Frana di Niscemi, firmata l’ordinanza per i contributi ai cittadini colpiti
Il Comune sarà il soggetto attuatore per la gestione delle domande
È stata firmata dal Capo del Dipartimento della Protezione Civile e Commissario straordinario per l’area di Niscemi, prefetto Fabio Ciciliano, l’ordinanza che disciplina l’assegnazione dei contributi destinati ai proprietari degli immobili danneggiati o distrutti dalla grande frana che ha interessato il territorio del comune siciliano nel gennaio 2026.
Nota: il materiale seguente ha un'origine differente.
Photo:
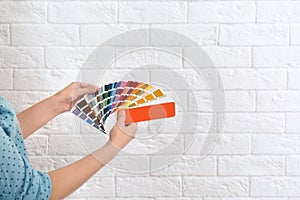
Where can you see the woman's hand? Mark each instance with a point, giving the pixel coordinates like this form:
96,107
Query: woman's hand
68,96
121,134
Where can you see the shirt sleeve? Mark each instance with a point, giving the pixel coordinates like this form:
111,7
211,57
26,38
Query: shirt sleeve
18,179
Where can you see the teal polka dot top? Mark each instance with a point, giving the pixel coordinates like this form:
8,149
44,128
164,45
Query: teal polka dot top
18,179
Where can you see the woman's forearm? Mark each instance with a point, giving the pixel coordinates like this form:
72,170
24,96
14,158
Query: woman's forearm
38,115
67,179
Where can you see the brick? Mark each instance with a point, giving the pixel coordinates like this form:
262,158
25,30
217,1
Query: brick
6,78
96,185
21,57
292,122
235,101
229,56
43,79
185,165
22,11
294,32
25,97
254,122
253,78
4,34
276,56
152,12
221,12
45,35
86,12
66,57
202,34
97,34
37,145
275,144
227,144
127,163
293,79
155,58
278,11
254,34
278,101
292,165
244,198
148,186
215,186
185,79
275,186
161,143
251,165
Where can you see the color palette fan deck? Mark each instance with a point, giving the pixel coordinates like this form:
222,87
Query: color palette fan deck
141,102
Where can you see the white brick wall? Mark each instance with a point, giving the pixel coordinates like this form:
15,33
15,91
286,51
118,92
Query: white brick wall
254,44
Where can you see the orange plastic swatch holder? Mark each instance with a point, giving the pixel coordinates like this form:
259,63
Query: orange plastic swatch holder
145,113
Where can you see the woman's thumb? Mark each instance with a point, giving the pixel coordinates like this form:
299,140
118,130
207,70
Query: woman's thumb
121,117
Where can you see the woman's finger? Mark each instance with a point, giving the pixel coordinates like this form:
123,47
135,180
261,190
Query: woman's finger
121,117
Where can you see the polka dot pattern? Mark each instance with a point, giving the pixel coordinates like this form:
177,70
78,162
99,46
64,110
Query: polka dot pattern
18,179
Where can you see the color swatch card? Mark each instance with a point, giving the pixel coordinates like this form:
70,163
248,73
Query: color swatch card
140,101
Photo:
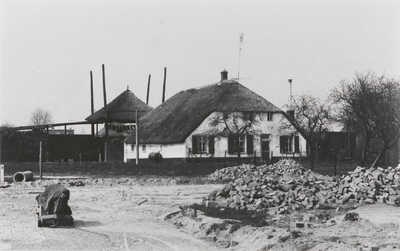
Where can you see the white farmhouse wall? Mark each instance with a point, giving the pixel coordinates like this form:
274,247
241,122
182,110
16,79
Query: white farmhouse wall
221,144
167,151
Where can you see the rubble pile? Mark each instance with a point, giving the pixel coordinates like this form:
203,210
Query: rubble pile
370,185
285,166
287,185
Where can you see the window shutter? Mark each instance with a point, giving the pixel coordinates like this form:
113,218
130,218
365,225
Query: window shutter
211,148
282,143
249,142
194,144
230,144
296,144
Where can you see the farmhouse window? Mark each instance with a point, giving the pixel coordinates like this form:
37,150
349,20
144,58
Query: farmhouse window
202,144
269,116
286,144
245,144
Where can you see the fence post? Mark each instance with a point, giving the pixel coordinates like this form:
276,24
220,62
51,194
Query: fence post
40,159
1,173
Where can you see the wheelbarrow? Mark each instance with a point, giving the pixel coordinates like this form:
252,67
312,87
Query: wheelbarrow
52,209
52,220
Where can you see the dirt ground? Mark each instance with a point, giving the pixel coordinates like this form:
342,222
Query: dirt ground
124,214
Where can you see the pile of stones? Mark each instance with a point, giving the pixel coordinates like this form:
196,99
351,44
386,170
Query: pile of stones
286,184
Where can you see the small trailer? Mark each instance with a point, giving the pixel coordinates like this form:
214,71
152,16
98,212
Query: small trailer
52,209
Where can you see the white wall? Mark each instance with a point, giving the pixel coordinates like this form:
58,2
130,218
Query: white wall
221,144
167,151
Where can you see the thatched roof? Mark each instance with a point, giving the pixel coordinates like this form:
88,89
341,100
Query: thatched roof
122,109
175,119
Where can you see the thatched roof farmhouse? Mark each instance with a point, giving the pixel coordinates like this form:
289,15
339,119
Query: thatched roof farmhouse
122,109
171,127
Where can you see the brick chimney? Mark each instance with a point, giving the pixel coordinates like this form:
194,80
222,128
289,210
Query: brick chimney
224,75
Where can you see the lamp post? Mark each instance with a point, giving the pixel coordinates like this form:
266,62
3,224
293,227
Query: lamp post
290,97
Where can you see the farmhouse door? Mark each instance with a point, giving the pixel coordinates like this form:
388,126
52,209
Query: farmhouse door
265,149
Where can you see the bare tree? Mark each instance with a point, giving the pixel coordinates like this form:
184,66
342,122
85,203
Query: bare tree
370,104
310,117
41,117
7,125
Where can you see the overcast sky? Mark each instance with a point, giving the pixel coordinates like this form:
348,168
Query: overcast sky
48,49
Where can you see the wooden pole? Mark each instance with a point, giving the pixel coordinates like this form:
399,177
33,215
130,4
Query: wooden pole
40,159
148,90
137,140
105,109
91,101
165,77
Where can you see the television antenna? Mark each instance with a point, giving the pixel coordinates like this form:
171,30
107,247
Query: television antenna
240,51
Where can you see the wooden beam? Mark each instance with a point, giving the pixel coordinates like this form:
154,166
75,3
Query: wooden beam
165,78
148,89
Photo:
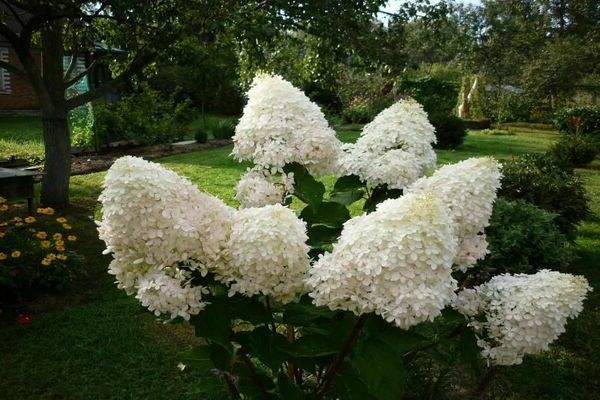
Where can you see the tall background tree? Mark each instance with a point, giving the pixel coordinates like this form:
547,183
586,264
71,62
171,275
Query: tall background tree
145,31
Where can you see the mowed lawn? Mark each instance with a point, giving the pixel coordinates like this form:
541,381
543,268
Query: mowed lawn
95,343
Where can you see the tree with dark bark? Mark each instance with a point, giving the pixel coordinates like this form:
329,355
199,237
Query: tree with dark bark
145,30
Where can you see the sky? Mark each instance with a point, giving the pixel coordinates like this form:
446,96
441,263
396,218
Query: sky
392,5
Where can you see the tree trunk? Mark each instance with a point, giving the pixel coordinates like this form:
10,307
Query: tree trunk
57,143
57,166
Il provvedimento individua il Comune di Niscemi come soggetto attuatore incaricato delle attività istruttorie, tecniche e amministrative, oltre che delle verifiche sulle richieste di contributo presentate dai cittadini.
Gli aiuti saranno destinati ai titolari, alla data del 18 gennaio 2026, di immobili a uso abitativo o destinati ad attività produttive, regolarmente accatastati, che dopo l’evento franoso risultino distrutti, danneggiati, demoliti o da demolire.
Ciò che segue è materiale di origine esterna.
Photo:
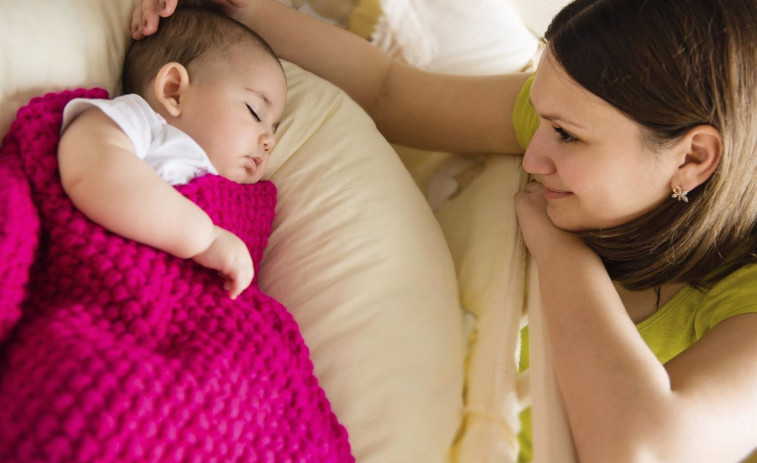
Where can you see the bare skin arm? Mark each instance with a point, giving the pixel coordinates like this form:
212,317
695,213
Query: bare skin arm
622,404
114,188
410,106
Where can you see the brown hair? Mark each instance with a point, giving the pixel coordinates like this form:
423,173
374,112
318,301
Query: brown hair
186,37
670,65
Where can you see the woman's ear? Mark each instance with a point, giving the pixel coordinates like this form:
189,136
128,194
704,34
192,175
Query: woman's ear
702,151
170,83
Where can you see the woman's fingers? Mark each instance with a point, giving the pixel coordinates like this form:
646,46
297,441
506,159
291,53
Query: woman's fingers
147,14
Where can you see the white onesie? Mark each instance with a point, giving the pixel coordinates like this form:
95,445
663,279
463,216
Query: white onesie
173,154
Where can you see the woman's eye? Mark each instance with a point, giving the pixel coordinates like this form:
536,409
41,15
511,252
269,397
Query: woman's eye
254,114
565,136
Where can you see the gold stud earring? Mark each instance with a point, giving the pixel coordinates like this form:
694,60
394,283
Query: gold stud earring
679,194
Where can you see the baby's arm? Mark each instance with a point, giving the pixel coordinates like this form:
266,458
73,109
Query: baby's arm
114,188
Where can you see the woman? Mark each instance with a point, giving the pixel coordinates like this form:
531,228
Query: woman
643,223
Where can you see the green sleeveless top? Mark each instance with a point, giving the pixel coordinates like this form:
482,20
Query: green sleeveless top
678,324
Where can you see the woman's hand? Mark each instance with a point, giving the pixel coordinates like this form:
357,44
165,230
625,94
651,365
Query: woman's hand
147,13
542,237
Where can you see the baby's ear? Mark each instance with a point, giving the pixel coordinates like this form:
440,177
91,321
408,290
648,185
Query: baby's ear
171,82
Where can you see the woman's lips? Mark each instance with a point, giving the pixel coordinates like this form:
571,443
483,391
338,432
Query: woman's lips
551,194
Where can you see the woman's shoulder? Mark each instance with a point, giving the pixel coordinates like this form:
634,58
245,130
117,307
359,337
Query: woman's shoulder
735,294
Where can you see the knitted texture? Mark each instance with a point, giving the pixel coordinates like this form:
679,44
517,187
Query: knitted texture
123,353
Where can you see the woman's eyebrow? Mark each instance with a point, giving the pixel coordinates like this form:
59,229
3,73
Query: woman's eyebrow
556,117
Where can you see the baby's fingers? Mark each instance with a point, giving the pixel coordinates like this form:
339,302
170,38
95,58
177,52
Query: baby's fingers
235,285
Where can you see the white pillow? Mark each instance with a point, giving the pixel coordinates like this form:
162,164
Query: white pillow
450,36
355,254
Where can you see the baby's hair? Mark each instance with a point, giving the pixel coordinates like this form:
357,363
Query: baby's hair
186,37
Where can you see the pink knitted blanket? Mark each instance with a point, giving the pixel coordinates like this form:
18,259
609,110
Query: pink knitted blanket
113,351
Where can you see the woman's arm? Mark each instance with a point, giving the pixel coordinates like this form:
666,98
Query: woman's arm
410,106
622,404
114,188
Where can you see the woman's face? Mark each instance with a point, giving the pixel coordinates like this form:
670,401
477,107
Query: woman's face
596,170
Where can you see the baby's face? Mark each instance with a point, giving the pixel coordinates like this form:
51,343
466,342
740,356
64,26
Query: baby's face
232,110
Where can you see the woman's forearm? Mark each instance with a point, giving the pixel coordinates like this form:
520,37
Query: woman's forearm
613,387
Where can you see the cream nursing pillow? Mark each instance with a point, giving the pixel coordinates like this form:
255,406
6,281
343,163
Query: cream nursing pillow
355,253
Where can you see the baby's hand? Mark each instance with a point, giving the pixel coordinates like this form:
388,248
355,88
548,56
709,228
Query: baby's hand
229,255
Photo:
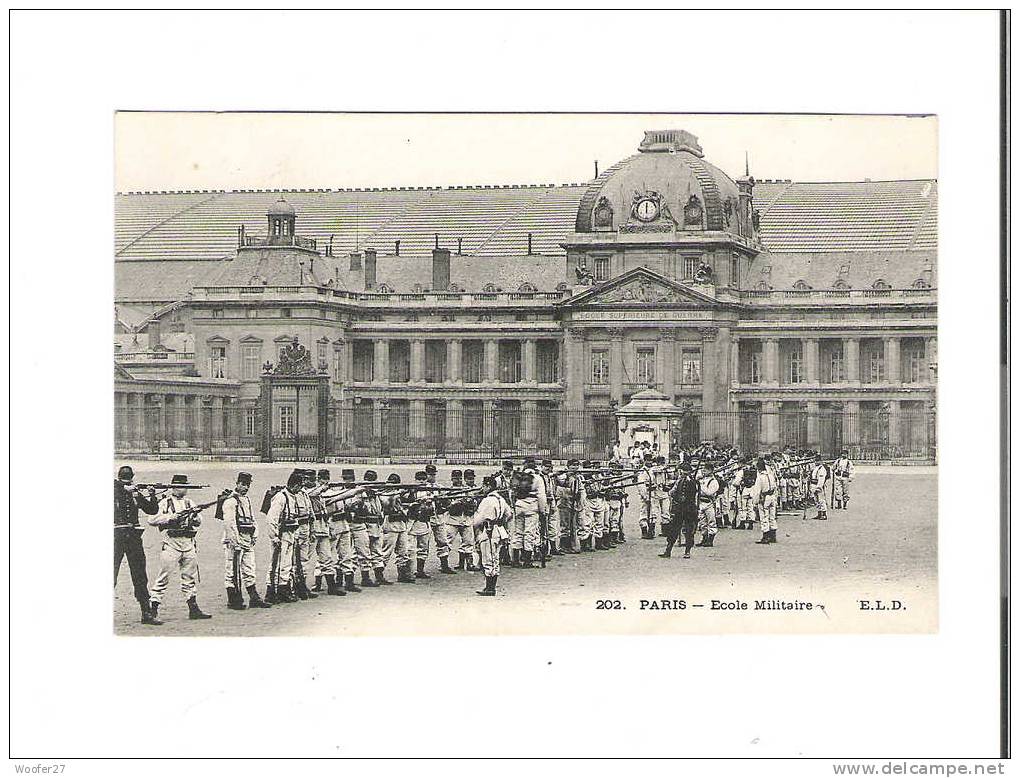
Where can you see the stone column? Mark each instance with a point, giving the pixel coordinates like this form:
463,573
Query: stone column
453,363
810,347
894,422
573,348
893,360
709,372
852,356
492,361
528,353
813,409
771,361
455,424
417,360
734,361
616,365
380,362
667,343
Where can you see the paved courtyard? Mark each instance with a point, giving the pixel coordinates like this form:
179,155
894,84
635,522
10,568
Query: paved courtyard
882,550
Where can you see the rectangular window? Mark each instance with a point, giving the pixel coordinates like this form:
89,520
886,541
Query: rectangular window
510,362
646,364
549,361
338,364
436,361
691,367
364,361
285,421
251,359
400,361
473,356
251,414
600,366
217,362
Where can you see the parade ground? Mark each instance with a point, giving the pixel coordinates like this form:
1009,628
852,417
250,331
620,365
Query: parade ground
871,568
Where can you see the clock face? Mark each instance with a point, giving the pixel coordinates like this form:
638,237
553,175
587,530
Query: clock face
647,210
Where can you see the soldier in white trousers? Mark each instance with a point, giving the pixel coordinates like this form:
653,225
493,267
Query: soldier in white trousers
179,521
240,536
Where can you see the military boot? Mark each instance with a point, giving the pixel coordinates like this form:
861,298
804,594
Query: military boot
150,614
234,600
254,601
332,587
194,612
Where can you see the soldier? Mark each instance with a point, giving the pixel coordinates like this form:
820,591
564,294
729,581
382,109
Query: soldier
369,511
459,523
128,536
763,497
530,505
819,474
491,519
552,533
396,545
240,536
179,520
321,539
282,522
683,513
437,520
843,474
708,491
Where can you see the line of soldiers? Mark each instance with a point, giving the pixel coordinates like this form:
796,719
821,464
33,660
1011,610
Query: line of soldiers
332,531
707,488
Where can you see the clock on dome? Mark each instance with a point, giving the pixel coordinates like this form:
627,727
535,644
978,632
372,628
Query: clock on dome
647,209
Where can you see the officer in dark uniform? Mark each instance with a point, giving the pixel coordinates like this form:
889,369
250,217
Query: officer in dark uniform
128,535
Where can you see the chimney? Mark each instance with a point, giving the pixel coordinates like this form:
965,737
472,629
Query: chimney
153,331
441,269
369,268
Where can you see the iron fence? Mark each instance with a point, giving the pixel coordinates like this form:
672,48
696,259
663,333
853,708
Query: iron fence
467,433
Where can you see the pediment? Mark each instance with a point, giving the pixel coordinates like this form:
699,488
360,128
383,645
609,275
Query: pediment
638,288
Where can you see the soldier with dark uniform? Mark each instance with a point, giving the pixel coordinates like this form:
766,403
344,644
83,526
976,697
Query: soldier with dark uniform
128,501
179,520
240,536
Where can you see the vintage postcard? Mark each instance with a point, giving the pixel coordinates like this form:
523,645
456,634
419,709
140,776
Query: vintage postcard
692,388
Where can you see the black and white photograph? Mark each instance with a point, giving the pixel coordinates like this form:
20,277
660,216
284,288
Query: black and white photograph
694,398
509,391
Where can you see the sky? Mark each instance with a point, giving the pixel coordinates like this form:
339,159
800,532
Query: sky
228,151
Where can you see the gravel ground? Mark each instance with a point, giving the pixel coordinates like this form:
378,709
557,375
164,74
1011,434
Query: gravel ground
882,548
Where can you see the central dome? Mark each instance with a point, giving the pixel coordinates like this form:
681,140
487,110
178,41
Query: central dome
670,171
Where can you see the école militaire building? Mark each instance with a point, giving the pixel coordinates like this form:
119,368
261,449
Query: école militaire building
476,321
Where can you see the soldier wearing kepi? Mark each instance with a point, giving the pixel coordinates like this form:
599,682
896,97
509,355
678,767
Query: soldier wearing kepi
819,474
282,523
491,519
128,501
843,474
240,536
325,561
396,543
179,520
530,503
459,524
437,521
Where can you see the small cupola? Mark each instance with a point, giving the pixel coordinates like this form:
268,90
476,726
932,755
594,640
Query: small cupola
282,218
Potranno accedere ai contributi anche i proprietari di immobili che, pur non avendo riportato danni strutturali, si trovino all’interno dell’area interessata dalla frana o nella fascia di rispetto individuata attraverso le indagini geologiche e il monitoraggio strumentale. Il requisito sarà la presenza di provvedimenti di sgombero o evacuazione determinati da un rischio residuo non mitigabile.